Anyway, it was very inspiring for us to be among 500 other animal advocates searching for ways to become a “no more homeless pets” society. While attending a session, a comment that one of the speakers made really stuck with me. He said
“We’re all animal lovers here, the animals have our hearts … what they need is our minds.” And it’s really true. We love our cats and dogs and want the very best for them. But what about the ones who have no one to love them or care for them?
We need to speak and act for the animals here in our own county. There are many cats and dogs that come through the doors of our Grand County shelter. Through no fault of their own they are homeless and alone.
We need to be creative and come up with ways to ensure that people around us understand that animals are not commodities, that they need us to be their voice. They rely on us to keep them safe and healthy and to help them avoid unwanted litters.
At this event, we learned that over the past two decades, the number of pets killed in U.S. shelters has been reduced from over 17 million per year to now just over 5 million per year.
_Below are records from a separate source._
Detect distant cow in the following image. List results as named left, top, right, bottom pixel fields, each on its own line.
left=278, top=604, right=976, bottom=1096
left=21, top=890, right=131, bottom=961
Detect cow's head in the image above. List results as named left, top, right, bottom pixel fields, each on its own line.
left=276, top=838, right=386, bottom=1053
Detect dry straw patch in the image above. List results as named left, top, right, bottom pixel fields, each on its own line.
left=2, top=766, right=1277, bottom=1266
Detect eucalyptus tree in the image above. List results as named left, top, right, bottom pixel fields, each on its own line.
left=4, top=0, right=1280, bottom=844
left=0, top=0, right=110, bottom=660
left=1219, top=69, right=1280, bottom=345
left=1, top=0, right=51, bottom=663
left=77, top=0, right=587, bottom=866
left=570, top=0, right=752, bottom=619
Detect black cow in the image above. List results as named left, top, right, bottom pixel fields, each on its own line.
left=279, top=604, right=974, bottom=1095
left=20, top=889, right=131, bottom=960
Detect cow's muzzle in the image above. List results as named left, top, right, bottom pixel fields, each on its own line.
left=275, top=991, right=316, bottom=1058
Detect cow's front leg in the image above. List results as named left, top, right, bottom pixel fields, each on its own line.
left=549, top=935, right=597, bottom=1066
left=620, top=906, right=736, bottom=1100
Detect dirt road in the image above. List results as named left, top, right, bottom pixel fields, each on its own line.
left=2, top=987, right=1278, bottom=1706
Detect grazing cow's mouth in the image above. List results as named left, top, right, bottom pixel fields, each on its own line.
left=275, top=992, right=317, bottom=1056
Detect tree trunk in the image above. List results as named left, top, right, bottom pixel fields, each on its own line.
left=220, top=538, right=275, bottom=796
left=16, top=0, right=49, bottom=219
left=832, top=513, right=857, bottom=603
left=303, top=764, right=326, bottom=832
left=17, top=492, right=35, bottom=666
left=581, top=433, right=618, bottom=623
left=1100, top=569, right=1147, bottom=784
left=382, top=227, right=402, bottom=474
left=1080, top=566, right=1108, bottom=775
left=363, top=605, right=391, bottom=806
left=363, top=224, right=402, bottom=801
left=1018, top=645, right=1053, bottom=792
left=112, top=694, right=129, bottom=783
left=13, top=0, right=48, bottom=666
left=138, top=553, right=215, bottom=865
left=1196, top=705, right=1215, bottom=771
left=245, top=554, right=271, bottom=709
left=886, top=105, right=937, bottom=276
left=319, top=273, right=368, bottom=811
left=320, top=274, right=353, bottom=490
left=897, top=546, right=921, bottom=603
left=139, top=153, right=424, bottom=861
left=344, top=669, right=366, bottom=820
Still too many, of course, but we have come a long way as a society.
Success in the home stretch toward no more homeless pets takes a concerted community effort. My goal and that of the Pet Pals board is to increase our efforts toward awareness and education directed at responsible pet ownership. We are funded via donations so that we may support the spay/neuter program at the Grand County shelter and we need to do so much more. Working together we can bring about good and effective change in our society and it starts with local efforts (the think global and act local concept applies). This takes time and money and in difficult times even more creativity and thought is needed.
Now more than ever is a time to get involved, to make a difference. I encourage you to join Grand County Pet Pals if you are not already a member, to think of ways you can make a difference in the life of a homeless or abused animal and follow through on your ideas. What can we do in Grand County to solve the homeless pet problem?